No reference herein to the Indenture and no provision of this Debenture or of the Indenture shall alter or impair the obligation of the Company, which is absolute and unconditional, to pay the principal of and interest on this Debenture at the times, place and rate, and in the coin or currency, herein prescribed.
As provided in the Indenture and subject to certain limitations, including, if this Debenture is a global Debenture, the limitations set forth on the first page hereof, therein set forth, the transfer of this Debenture is registrable in the Security Register, upon surrender of this Debenture for registration of transfer at the office or agency of the Company in The City of New York maintained for such purpose, duly endorsed by, or accompanied by a written instrument of transfer in form satisfactory to the Company and the Security Registrar duly executed by, the Holder hereof or her attorney duly authorized in writing, and thereupon one or more new Debentures, of authorized denominations and for the same aggregate principal amount, will be issued to the designated transferee or transferees.
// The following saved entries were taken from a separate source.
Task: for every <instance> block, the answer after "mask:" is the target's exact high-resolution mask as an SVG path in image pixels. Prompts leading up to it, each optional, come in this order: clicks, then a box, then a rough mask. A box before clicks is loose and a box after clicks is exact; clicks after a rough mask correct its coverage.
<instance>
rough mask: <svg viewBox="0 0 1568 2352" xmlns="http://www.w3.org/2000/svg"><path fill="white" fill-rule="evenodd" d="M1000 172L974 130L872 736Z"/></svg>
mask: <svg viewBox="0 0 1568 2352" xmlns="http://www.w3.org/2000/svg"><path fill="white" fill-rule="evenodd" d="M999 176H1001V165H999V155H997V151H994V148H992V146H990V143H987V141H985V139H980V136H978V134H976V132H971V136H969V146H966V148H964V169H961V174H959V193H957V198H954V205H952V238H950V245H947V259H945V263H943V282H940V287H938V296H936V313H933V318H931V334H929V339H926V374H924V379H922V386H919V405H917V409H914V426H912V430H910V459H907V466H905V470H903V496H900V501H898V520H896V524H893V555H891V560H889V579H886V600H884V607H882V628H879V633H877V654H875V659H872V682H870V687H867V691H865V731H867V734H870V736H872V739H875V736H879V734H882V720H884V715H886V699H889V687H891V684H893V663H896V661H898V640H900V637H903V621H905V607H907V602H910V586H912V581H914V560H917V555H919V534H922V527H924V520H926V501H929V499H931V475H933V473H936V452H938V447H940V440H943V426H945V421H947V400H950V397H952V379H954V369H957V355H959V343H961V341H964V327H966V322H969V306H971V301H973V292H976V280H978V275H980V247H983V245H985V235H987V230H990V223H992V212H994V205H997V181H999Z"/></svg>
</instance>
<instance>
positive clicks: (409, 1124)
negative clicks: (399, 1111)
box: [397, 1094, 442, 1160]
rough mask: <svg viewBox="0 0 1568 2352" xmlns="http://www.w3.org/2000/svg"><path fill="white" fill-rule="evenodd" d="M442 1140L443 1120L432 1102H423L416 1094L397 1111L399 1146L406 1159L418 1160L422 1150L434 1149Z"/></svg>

No service charge shall be made for any such registration of transfer or exchange, but the Company may require payment of a sum sufficient to cover any tax or other governmental charge payable in connection therewith.
Prior to due presentment of this Debenture for registration of transfer, the Company, the Trustee and any agent of the Trustee may treat the Person in whose name this Debenture is registered as the owner hereof for all
purposes, whether or not this Debenture be overdue, and neither the Company, the Trustee nor any such agent shall be affected by notice to the contrary.
The Debentures are issuable only in registered form without coupons in minimum denominations of $2,000 and integral multiples of $1,000 in excess thereof.
All terms used in this Debenture which are defined in the Indenture, as supplemented by the Officer’s Certificate, shall have the meanings set forth therein.
THIS DEBENTURE SHALL BE GOVERNED BY AND CONSTRUED IN ACCORDANCE WITH THE LAWS OF THE STATE OF NEW YORK WITHOUT REGARD TO CONFLICTS OF LAWS PRINCIPLES THEREOF.